Pattern 2: Prompt Stuffing (Less Effective)

Another, simpler pattern is to pre-fetch a list of potentially relevant products and "stuff" them into the LLM's prompt as context. This can work for very narrow use cases but is generally less flexible and scalable.

  • Pros: Simpler to implement; no complex agent logic required.
  • Cons: Not interactive, limited by context window size, may provide irrelevant information to the LLM, and consumes more tokens.

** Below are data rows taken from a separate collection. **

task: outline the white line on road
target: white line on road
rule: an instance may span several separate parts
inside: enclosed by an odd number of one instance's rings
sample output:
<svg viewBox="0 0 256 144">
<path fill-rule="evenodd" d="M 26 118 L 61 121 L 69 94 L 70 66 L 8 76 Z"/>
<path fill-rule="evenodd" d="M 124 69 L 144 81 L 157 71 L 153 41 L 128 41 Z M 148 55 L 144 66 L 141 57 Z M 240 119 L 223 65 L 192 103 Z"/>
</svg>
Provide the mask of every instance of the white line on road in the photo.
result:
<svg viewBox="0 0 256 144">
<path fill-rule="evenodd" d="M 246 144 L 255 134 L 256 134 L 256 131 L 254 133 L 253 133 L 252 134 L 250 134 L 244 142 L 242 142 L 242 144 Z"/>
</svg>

Best Practices for LLM Integration

  • Let the LLM Generate the Query: Train your LLM to identify user intent and generate a descriptive search query. An LLM is better at this than simple keyword extraction.
  • Summarize, Don't Overwhelm: Return only the most important product fields (`title`, `price`, key attributes) to the LLM. Avoid sending the full, verbose API response, as it can fill up the context window.
  • Use Filters for Precision: Instruct your LLM to extract specific constraints from the user's prompt (like price, brand, or color) and use them in the `filters` object.
  • Handle "No Results": Instruct your LLM on how to respond gracefully if the API returns no products, e.g., "I couldn't find any products matching that specific criteria. Could we try broadening the search?"